2.3 A Financeirização e o Desempenho Corporativo

2.3.1 A Financeirização e o desempenho corporativo na indústria automobilística

A cada dia a lógica da financeirização predomina no setor automotivo, quando se constata uma contínua multiplicação da rede de subsidiárias financeiras deste ramo. Estes grupos de empresas passaram a atuar no mercado como agências do mercado financeiro, como uma espécie de instituições financeiras, que negociam, compram e vendem suas ações e de outras firmas, buscando o retorno sobre o investimento no curto prazo (STOCKHAMMER, 2000).

A nova agenda de pesquisa trouxe questionamentos quanto às abordagens dadas pelos estudiosos do ramo, contrapondo-se àqueles que apostaram na “era do Fordismo” (produção em massa e economia de escala). A partir desses estudos, novas formas de controle e de gestão surgiram, questionando a tendência predominante das pesquisas anteriores de Womack et al. (1990), descrita pela obra chamada “A máquina que mudou o mundo”. Esta obra reforçava a combinação da indústria com o capitalismo como “faces da mesma moeda”, como as combinações “carros e fábricas”, “produtos e processos”, dando à indústria o status de locomotiva da economia que sustentava o sistema capitalista. Assim, a nova agenda de pesquisa e o ambiente corporativo passam a questionar aquele modelo industrial e a reforçar o papel do mercado financeiro como protagonistas da nova concepção de controle (FROUD, JOHAL & WILLIAMS, 2002).

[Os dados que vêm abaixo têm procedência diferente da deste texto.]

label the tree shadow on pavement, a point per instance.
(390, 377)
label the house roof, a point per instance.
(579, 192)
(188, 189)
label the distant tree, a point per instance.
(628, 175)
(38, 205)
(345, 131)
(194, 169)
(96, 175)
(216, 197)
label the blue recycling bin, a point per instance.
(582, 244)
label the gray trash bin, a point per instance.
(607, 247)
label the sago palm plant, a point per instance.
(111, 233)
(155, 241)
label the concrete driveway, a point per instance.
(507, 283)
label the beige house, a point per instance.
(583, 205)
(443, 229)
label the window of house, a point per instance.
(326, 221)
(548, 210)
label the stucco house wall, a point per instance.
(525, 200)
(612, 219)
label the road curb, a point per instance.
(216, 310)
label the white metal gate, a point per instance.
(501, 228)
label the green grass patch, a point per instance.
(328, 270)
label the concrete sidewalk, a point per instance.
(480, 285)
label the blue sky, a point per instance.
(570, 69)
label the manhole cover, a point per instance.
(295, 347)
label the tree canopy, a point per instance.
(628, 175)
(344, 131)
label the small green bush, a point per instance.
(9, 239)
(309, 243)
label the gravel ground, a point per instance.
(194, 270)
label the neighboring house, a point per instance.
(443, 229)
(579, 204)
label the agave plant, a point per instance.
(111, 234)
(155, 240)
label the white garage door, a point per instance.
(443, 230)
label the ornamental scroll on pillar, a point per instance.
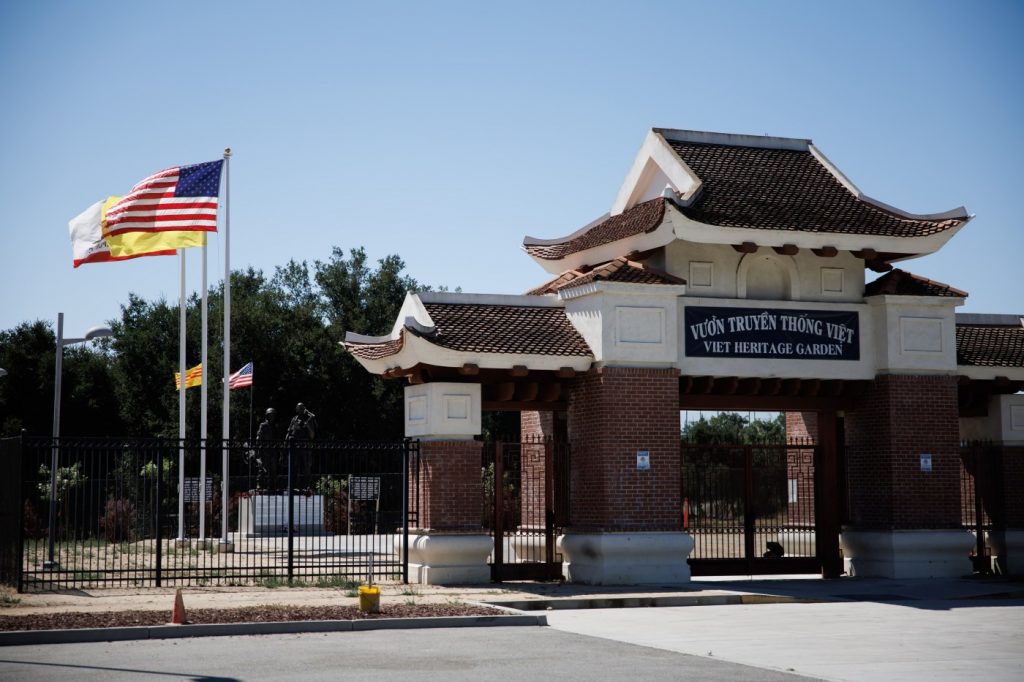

A evolução das pesquisas trouxe fundamentos sólidos com base em dados empíricos que confirmaram o aumento das atividades financeiras em diversos mercados, tais como as montadoras de veículos. Entre elas, menciona-se Daimler, Fiat, Ford, General Motors, Honda, Hyundai, Toyota e Volkswagen. Diversos estudos, como os de Borghi, Sarti & Cintra (2013), demonstram que todo esse movimento impactou na composição dos ativos das empresas, na sua estrutura de capital, no seu grau de exposição financeira e no seu endividamento. Por meio da Figura um, a seguir, tem-se as principais fontes de ativos das empresas anteriormente mencionadas (BORGHI, SARTI & CINTRA, 2013).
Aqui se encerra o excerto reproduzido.